Some 160 religious congregations, almost all Christian denominations, now have until Feb. 12 to stop using schools as houses of worship. They won’t go quietly and have enlisted the help of state and city lawmakers.
On Thursday, the City Council‘s education committee has scheduled a hearing on a resolution to allow religious groups access to schools.
The Department of Education is right to erect a wall between religious worship and our schools. Policymakers should keep that wall strong and vote against any proposal that goes against the separation of church and state.
The right of New Yorkers to express their views, whether religious or not, are fundamental rights that the New York Civil Liberties Union will always fight for. But a balance must be achieved between the right of free speech and the constitution’s prohibition against government establishment of religion.
Students and the public can use schools for religious clubs, prayer, singing of hymns and even Bible study. Religious extracurricular clubs are welcomed in the schools. This will not change. What schools cannot do is cross the line that turns them into houses of worship, becoming indistinguishable from the church.
For more than a decade, certain churches have monopolized school space week after week, advertise the schools as their places of worship, and generally give the appearance — to children and parents in the congregations and in the surrounding communities — that the public school belongs to the church.
They posts signs, distribute fliers and proselytize outside the schools, trying to convince students and community members to attend religious services.
Some pray for the souls of the children who attend the school. Others, like the church at Public School 3 Charrette School in the West Village, pray to “cure” lesbian women and gay men. Some even proclaim their goal of having a church in every public school in the city.
When churches take over a school every Sunday, both the church members and the community members begin to equate the church with the school. Neighborhood children who attend the school begin to view the church as part of their school.
Bronx Household of Faith, a Christian congregation that excludes Muslims from its services and persons who have not been baptized, has held its worship services at P.S. X15 Institute for Environmental Learning for 20 years every Sunday. It is the only place where it holds its worship services.
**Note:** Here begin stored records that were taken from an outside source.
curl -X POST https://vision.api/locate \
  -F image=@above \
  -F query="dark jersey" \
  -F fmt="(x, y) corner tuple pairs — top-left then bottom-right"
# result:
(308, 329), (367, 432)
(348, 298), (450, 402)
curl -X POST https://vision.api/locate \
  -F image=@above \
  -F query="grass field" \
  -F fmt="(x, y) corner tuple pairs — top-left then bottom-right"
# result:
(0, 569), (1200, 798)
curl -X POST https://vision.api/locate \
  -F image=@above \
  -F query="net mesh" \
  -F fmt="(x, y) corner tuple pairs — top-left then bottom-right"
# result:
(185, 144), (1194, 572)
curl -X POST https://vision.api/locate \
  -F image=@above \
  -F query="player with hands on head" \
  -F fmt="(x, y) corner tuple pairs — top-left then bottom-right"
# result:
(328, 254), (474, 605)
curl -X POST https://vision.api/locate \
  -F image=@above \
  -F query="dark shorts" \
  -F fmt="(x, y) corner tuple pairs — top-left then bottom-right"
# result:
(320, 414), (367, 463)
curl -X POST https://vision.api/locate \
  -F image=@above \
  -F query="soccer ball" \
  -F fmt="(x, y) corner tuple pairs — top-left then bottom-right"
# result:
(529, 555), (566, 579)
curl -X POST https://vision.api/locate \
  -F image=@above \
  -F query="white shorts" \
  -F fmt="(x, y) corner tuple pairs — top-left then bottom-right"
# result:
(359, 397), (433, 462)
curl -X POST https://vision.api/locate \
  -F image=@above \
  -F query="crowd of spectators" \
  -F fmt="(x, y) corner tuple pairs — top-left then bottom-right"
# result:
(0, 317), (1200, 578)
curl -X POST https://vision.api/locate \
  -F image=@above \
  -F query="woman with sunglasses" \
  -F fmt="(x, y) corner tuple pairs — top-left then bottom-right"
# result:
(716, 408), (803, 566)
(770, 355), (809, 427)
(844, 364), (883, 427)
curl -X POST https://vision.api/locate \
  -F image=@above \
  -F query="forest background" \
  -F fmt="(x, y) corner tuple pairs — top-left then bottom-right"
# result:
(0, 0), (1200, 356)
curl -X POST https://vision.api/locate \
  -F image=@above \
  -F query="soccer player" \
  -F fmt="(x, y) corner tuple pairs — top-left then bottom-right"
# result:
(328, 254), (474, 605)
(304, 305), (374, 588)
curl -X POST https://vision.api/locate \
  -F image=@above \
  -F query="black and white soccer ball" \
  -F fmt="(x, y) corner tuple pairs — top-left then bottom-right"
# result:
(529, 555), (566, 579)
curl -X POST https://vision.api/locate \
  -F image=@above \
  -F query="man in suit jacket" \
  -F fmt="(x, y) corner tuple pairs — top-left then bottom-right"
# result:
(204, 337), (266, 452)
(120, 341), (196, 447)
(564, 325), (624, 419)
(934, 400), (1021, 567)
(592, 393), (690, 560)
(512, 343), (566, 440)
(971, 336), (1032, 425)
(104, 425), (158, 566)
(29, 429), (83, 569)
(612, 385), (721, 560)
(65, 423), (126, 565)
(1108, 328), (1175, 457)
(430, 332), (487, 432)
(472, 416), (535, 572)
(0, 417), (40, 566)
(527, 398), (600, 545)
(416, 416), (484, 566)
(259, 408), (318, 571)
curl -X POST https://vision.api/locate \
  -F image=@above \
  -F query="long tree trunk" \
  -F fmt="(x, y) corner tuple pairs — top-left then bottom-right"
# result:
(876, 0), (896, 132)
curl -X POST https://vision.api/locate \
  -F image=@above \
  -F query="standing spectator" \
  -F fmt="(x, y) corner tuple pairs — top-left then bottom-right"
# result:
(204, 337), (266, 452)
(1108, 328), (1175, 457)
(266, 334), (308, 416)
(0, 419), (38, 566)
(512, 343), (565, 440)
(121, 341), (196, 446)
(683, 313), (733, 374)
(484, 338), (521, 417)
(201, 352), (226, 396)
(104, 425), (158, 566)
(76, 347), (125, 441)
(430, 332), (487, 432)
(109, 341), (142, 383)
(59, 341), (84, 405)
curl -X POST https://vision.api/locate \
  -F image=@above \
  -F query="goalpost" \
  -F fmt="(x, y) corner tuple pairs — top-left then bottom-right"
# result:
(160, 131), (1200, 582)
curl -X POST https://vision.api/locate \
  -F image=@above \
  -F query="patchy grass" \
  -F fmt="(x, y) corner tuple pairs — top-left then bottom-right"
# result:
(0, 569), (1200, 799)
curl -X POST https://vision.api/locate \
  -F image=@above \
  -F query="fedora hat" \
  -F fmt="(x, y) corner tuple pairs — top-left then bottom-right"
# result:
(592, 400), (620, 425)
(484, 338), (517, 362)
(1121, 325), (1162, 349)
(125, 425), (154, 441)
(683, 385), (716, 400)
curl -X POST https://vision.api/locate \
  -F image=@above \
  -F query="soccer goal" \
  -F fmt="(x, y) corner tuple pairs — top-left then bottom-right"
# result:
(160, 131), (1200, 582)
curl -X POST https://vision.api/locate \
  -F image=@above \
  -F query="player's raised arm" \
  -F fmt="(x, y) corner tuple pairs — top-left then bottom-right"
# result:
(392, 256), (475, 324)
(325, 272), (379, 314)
The church and the school have become inseparable.
As the federal appeals court that upheld the city Education Department’s ban explained:
When worship services are performed in a place, the nature of the site changes. The site is no longer simply a room in a school being used temporarily for some activity. The church has made the school the place for the performance of its rites, and might well appear to have established itself there. The place has, at least for a time, become the church.
Moreover, not all religions are treated equally. Jews and Muslims generally cannot use school facilities on their days of worship, since schools are largely unavailable on Fridays and Saturdays. Whichever group gets to pray in school every week is likely to be viewed as the “favorite” by the kids and the community. And that’s not good for the kids who have a different religion, or who don’t go to church.
Allowing religious worship services in schools is also not cheap for taxpayers and an already stretched education budget. The Education Department does not charge rent, and churches do not pay for electricity, gas and other utilities. The only charge is the partial cost of custodial work and security. The city’s tight education budget foots the rest of the bill, which raises serious concerns about government subsidy of religion.
Though many people believe it’s simply a matter of churches having “equal access” to the school buildings, the problem is that it gives the appearance of government endorsing religion.
New Yorkers have a right to worship, or not worship, as they choose. But the separation of church and state is a foundation of religious freedom. Allowing the government to permit religious worship services in public schools violates this time-honored principle.
Udi Ofer is the advocacy director of the New York Civil Liberties Union.